Department of Pharmacy, The First Affiliated Hospital of USTC, Division of Life Sciences and Medicine, University of Science and Technology of China, Hefei, Anhui Province, China.
Department of Critical Care Medicine, The First Affiliated Hospital of USTC, Division of Life Sciences and Medicine, University of Science and Technology of China, Hefei, Anhui Province, China.
Medicine (Baltimore). 2021 Aug 13;100(32):e26889. doi: 10.1097/MD.0000000000026889.
Our purpose was to assess pediatricians' knowledge of augmented renal clearance (ARC).We conducted cross-sectional analyses of 500 pediatricians from 16 tertiary hospitals in Anhui Province, China. Pediatricians provided demographic information and were asked questions about their knowledge of ARC, including risk factors, evaluation tools, and the impact on patient prognosis, with a focus on the attitude and practice of pediatricians related to adjusting vancomycin regimens when ARC occurs.A total of 491 valid questionnaires were finally included, only 276 pediatricians stated that they "know about ARC." Compared with the "do not know about ARC" group, the "know about ARC" group was younger (43.7 ± 8.0 vs 48.0 ± 7.9, P < .001), and their main source of ARC knowledge was from social networking platforms. A total of 193 (70%) chose at least 4 of the following factors as risk factors for children with ARC: severe trauma, sepsis, burns, major surgery, lower disease severity, and hematological malignancies. A total of 110 (40%) and 105 (38%) pediatricians chose the Schwartz formula and cystatin C, respectively, as the indicators to evaluate the renal function of ARC children. Concerning the estimated glomerular filtration rate threshold to identify ARC children, 201 (73%) pediatricians chose 130 mL/min/1.73 m2, while 55 (20%) chose "age-dependent ARC thresholds." Overall, 220 (80%) respondents indicated that ARC would impact the treatment effect of vancomycin, but 149/220 (68%) were willing to adjust the vancomycin regimen; only 22/149 (8%) considered that the dose should be increased, but no one knew how to increase.
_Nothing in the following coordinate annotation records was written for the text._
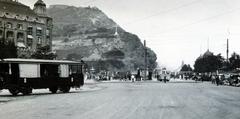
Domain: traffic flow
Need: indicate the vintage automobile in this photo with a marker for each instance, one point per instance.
(24, 75)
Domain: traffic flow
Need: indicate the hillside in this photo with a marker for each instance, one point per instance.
(88, 34)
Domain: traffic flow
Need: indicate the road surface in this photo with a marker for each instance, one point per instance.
(149, 100)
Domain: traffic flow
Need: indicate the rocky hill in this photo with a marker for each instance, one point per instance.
(88, 34)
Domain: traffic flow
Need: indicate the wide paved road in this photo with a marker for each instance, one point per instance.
(130, 101)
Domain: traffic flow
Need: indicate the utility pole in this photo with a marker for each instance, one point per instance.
(227, 50)
(145, 60)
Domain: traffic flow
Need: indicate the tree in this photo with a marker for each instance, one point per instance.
(44, 53)
(208, 63)
(7, 49)
(186, 67)
(234, 61)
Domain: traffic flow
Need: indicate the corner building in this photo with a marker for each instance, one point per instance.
(28, 28)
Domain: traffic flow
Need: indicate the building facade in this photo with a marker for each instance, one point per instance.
(28, 28)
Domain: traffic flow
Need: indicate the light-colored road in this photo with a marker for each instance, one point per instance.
(130, 101)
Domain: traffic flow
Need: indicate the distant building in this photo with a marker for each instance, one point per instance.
(27, 28)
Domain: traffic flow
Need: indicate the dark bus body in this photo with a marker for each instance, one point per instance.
(23, 75)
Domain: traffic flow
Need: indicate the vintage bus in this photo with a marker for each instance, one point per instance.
(24, 75)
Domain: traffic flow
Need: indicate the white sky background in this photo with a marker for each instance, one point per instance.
(177, 30)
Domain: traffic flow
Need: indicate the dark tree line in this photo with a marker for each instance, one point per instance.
(211, 63)
(7, 49)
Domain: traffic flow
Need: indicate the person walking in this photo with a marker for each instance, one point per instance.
(165, 79)
(217, 80)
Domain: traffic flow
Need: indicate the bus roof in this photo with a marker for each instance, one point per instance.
(37, 61)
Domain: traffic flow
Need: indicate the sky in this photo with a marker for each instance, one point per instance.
(176, 30)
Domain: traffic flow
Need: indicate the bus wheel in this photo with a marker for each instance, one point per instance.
(65, 89)
(53, 89)
(14, 90)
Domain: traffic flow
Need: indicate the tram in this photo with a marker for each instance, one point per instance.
(24, 75)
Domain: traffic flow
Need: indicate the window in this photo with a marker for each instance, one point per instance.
(29, 42)
(20, 37)
(47, 32)
(1, 33)
(39, 31)
(29, 30)
(39, 40)
(19, 26)
(9, 25)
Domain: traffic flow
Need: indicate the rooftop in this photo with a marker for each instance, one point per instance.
(15, 7)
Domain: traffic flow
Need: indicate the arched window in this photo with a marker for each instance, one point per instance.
(10, 35)
(39, 40)
(9, 25)
(1, 33)
(20, 26)
(20, 37)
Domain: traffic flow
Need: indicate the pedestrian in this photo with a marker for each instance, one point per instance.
(165, 79)
(132, 78)
(217, 80)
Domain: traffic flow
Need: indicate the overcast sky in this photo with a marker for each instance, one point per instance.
(177, 30)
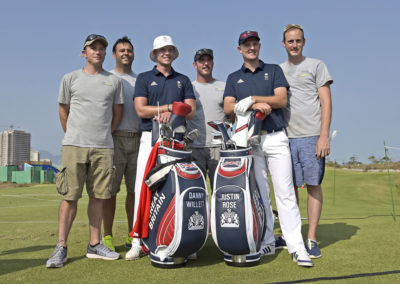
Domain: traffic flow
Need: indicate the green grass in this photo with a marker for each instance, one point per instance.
(357, 235)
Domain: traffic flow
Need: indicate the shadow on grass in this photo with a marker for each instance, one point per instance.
(14, 265)
(27, 249)
(329, 234)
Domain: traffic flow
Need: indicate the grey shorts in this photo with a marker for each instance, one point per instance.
(90, 166)
(307, 169)
(126, 149)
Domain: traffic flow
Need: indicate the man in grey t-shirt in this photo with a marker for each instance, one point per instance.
(308, 117)
(90, 108)
(126, 142)
(209, 106)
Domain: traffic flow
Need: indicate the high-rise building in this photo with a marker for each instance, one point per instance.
(15, 148)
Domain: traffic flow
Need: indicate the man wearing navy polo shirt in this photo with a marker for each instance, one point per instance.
(263, 87)
(155, 91)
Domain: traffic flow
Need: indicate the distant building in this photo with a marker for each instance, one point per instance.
(35, 155)
(15, 148)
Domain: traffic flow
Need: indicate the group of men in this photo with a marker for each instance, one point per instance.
(107, 119)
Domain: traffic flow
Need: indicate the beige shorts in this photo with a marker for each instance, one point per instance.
(90, 166)
(126, 150)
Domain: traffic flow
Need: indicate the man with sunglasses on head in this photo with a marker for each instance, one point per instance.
(308, 118)
(209, 107)
(263, 87)
(155, 92)
(126, 142)
(90, 108)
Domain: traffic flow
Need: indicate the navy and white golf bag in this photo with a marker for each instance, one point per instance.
(238, 220)
(179, 210)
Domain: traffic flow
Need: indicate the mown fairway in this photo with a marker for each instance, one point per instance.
(357, 234)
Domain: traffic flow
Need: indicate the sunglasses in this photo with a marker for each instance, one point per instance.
(94, 36)
(248, 33)
(291, 26)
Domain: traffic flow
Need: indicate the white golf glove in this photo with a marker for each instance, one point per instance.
(243, 105)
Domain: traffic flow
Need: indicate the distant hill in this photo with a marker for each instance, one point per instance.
(56, 159)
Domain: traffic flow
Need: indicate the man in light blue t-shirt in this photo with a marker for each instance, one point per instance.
(308, 117)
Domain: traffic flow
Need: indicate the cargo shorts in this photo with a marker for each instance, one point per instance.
(90, 166)
(307, 169)
(126, 149)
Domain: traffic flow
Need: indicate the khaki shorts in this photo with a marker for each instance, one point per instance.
(80, 165)
(126, 151)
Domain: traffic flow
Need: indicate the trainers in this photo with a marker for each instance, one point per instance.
(135, 253)
(302, 258)
(109, 242)
(57, 258)
(280, 243)
(128, 242)
(313, 249)
(101, 251)
(193, 256)
(268, 249)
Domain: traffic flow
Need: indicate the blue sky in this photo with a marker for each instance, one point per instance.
(42, 40)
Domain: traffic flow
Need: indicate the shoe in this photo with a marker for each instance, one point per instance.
(193, 256)
(109, 242)
(268, 249)
(302, 258)
(313, 249)
(101, 251)
(58, 257)
(280, 243)
(128, 242)
(135, 253)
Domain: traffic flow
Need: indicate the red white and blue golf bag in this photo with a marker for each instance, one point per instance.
(179, 211)
(238, 221)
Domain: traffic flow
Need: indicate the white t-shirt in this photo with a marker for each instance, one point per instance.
(91, 99)
(303, 111)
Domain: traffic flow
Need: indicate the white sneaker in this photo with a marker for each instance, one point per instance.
(193, 256)
(134, 253)
(268, 249)
(302, 258)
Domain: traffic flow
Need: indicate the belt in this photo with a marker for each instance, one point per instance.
(126, 133)
(263, 132)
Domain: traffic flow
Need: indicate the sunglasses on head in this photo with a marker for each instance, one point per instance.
(290, 26)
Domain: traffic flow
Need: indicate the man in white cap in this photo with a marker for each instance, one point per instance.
(155, 91)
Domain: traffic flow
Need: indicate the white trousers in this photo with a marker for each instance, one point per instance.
(275, 147)
(144, 153)
(260, 169)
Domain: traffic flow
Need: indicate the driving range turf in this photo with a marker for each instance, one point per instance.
(359, 236)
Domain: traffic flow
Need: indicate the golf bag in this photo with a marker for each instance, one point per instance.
(179, 211)
(238, 220)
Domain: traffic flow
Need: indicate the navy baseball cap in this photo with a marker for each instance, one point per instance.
(203, 51)
(246, 35)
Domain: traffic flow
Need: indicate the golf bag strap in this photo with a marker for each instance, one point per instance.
(157, 175)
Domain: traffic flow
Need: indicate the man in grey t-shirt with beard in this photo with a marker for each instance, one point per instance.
(308, 117)
(209, 106)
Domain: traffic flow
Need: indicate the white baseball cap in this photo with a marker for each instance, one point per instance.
(160, 42)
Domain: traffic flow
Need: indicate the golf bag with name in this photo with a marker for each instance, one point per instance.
(179, 211)
(238, 220)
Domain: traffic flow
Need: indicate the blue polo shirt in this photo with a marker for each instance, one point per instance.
(261, 82)
(154, 86)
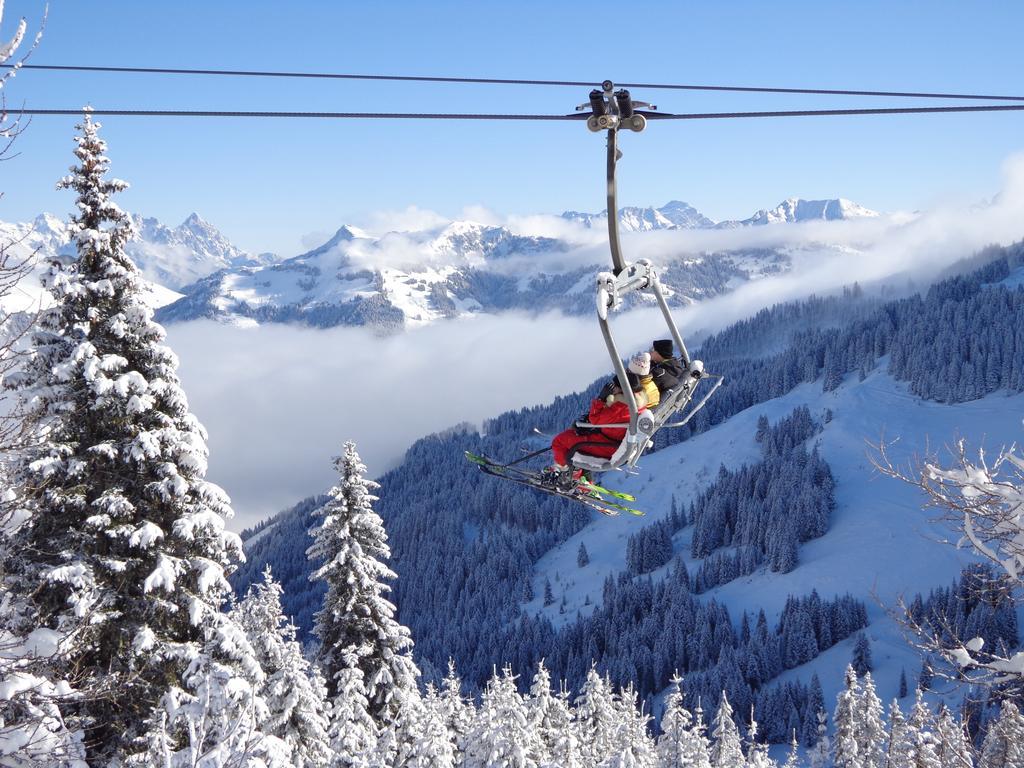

Regarding the prognosis of ARC children, all respondents chose "unclear."ARC is relatively common in critically ill children, but pediatricians do not know much about it, as most of the current knowledge is based on adult studies. Furthermore, ARC is often confused with acute kidney injury, which would lead to very serious treatment errors. Therefore, more pediatric studies about ARC are needed, and ARC should be written into official pediatric guidelines as soon as possible to provide reference for pediatricians.
我们的目的是评估儿科医生对增强型肾清除率(ARC)的认识。我们对来自中国安徽省 16 家三级医院的 500 名儿科医生进行了横断面分析。儿科医生提供了人口统计学信息,并被问及有关 ARC 知识的问题,包括危险因素、评估工具以及对患者预后的影响,重点关注儿科医生在 ARC 发生时调整万古霉素方案的态度和实践。最终共纳入 491 份有效问卷,只有 276 名儿科医生表示“了解 ARC”。与“不了解 ARC”组相比,“了解 ARC”组更年轻(43.7±8.0 岁 vs 48.0±7.9 岁,P<0.001),其 ARC 知识的主要来源是社交网络平台。共有 193 名(70%)儿科医生选择了以下至少 4 个因素作为 ARC 患儿的危险因素:严重创伤、脓毒症、烧伤、大手术、疾病严重程度较低和血液恶性肿瘤。共有 110 名(40%)和 105 名(38%)儿科医生分别选择 Schwartz 公式和胱抑素 C 作为评估 ARC 患儿肾功能的指标。关于识别 ARC 患儿的估计肾小球滤过率阈值,201 名(73%)儿科医生选择 130 mL/min/1.73 m2,而 55 名(20%)选择“年龄依赖性 ARC 阈值”。总体而言,220 名(80%)受访者表示 ARC 会影响万古霉素的治疗效果,但 149/220(68%)愿意调整万古霉素方案;只有 22/149(8%)认为应该增加剂量,但没有人知道如何增加。关于 ARC 患儿的预后,所有受访者均选择“不清楚”。ARC 在危重症患儿中较为常见,但儿科医生对此了解甚少,因为目前的大部分知识都是基于成人研究。此外,ARC 常与急性肾损伤混淆,这将导致非常严重的治疗错误。因此,需要开展更多关于 ARC 的儿科研究,并尽快将 ARC 写入官方儿科指南,为儿科医生提供参考。